Cloud software offers the advantage of ease of use, global access and lower lifetime maintenance costs when compared to on-premise systems. Outdated technology can clutter and complicate your compliance efforts by diverting resources towards updates and system maintenance.
Does it support collaboration?
Your eQMS should facilitate practical cooperation between quality management and internal staff, as well as external partners like suppliers and auditors. The system should support global collaboration between users with automated notifications and in-line commenting on document control processes.

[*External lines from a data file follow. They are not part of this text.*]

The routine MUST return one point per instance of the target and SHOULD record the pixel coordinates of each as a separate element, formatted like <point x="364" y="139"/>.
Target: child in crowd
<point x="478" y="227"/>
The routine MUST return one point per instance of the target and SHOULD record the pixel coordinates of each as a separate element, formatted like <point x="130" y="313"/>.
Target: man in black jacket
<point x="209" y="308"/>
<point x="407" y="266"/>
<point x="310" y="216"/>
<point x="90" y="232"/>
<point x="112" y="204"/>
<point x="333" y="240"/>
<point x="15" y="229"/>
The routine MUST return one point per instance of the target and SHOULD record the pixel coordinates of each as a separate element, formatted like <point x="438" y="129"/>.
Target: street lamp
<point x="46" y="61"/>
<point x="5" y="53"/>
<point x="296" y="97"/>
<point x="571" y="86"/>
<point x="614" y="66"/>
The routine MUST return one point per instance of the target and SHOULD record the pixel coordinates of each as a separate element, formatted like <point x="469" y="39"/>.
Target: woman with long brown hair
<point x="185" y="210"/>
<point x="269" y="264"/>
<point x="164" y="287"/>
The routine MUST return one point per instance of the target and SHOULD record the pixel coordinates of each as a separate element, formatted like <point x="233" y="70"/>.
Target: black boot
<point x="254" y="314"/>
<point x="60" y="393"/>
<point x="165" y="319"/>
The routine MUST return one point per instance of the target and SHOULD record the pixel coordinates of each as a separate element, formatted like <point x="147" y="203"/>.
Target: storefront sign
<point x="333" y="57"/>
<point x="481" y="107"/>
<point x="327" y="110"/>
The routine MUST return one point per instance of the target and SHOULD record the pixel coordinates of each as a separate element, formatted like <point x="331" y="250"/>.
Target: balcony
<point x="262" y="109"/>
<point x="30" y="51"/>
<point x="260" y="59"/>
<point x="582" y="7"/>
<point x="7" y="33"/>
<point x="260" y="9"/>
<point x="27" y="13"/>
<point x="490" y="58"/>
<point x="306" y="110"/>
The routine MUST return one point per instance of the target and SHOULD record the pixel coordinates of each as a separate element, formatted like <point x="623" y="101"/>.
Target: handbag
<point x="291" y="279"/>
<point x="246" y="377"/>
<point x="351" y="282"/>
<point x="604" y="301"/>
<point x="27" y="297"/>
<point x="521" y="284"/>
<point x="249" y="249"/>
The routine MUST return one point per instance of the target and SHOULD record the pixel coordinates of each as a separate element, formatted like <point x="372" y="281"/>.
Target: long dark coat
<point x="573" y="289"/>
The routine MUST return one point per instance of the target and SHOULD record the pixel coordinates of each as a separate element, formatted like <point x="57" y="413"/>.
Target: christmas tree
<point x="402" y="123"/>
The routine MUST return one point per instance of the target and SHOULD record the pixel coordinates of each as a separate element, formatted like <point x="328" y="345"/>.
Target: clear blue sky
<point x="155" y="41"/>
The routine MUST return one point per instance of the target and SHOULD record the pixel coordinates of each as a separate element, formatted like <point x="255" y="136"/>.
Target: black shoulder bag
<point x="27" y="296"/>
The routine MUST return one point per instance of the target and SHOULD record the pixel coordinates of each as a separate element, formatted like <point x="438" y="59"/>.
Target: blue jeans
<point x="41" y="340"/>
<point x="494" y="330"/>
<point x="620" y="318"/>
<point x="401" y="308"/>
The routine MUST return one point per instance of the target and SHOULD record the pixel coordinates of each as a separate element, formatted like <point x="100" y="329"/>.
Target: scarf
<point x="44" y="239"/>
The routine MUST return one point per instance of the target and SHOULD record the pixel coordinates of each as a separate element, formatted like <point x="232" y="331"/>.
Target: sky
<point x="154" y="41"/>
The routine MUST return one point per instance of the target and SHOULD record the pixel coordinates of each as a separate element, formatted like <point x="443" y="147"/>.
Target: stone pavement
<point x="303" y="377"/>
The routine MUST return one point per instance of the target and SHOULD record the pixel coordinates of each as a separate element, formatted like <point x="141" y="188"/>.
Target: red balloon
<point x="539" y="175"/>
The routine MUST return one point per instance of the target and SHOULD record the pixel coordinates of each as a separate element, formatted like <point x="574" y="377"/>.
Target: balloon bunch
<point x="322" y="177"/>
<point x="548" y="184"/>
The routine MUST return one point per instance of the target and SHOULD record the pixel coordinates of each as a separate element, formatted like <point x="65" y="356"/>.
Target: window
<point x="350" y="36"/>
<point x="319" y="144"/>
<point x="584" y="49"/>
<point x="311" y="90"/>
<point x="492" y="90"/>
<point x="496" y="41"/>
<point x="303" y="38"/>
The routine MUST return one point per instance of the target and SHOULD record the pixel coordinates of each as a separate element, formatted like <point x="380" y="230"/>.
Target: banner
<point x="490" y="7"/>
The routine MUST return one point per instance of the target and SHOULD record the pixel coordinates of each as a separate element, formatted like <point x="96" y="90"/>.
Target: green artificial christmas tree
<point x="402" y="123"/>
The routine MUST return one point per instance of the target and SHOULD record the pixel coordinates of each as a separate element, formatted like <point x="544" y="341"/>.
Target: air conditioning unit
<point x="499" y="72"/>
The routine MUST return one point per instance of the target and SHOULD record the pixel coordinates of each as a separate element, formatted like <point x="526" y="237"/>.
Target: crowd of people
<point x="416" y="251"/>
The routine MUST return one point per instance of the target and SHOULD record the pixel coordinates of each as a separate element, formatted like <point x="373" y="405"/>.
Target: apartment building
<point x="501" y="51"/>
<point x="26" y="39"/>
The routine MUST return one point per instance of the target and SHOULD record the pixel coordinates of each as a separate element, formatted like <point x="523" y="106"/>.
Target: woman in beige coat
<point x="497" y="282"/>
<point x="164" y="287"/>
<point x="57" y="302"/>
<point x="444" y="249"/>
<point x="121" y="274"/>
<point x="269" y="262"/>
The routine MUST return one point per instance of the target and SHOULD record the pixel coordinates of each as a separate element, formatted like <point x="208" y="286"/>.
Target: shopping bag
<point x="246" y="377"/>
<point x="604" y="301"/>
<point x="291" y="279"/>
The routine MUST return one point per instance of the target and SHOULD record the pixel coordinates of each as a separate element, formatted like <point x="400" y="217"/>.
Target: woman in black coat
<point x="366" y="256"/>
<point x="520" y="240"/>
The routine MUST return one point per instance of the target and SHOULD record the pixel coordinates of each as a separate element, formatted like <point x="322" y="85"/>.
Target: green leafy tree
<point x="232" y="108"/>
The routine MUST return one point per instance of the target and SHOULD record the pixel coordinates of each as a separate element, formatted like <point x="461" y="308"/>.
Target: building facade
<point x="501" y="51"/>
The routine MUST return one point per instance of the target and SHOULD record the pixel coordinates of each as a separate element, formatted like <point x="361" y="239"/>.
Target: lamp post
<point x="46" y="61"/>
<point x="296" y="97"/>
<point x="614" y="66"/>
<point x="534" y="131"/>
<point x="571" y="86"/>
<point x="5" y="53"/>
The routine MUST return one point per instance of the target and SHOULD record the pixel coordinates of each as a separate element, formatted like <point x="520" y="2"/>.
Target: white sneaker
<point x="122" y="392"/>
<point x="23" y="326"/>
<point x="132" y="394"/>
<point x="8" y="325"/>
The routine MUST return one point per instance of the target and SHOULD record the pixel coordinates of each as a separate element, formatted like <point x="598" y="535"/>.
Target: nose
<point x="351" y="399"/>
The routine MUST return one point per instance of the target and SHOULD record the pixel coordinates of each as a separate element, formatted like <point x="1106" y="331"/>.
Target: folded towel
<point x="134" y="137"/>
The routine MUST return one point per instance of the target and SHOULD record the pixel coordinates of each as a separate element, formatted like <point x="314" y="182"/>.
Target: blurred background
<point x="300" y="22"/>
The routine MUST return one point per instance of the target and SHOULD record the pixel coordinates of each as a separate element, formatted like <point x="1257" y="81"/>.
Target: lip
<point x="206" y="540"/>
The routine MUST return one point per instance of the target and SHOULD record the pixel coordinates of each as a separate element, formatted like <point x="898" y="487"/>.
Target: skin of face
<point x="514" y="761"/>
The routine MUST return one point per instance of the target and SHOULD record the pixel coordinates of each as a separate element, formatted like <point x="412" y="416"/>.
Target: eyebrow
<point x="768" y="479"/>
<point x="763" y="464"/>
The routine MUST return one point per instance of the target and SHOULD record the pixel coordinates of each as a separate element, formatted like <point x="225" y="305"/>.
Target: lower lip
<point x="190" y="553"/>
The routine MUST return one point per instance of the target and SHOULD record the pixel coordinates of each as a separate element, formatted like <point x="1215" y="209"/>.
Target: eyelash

In turn, all these things will help your business build a cohesive culture of quality.
Is it easy to use?
A confusing UX can frustrate staff. When it’s hard to complete workflows correctly, you can face compliance errors, data quality issues and staff resistance. The eQMS should be intuitive for users.
What about control vs. flexibility?
The eQMS should offer a right-sized balance between control and flexibility. It should provide built-in processes for compliant documentation and quality processes. It should be flexible enough to fit your business and facilitate continuous improvement without huge software updates.
5. Quality, not just compliance!
Change is the only certainty in today's regulatory environment. Life science organizations can expect many changes to regulatory requirements in the months and years ahead from the FDA, EU and other regulatory agencies.
Achieving immediate compliance is critical, and maintaining this compliance 24/7/365 is key to avoiding the costly fines and reputational damage of non-compliance.
However, it's crucial to understand that compliance is a moving target. A culture of quality is a better strategic goal, as it not only strengthens all aspects of your business operation but eases the burden of compliance in doing so.
To give you a real-life example, we spoke to Laura Araujo, Vice President of Quality at 4G Clinical, on our From Lab To Launch podcast.
Laura shares how quality impacts product, and why it's so important to her customers.
Taking a checklist approach to compliance can result in rigid organizational processes, or an eQMS which can't quickly adapt to new regulatory changes.
A better mindset is to exceed compliance requirements with an obsessive focus on quality throughout organizational processes.
Your systems and processes should meet cGMP, while also facilitating continuous improvement and agility.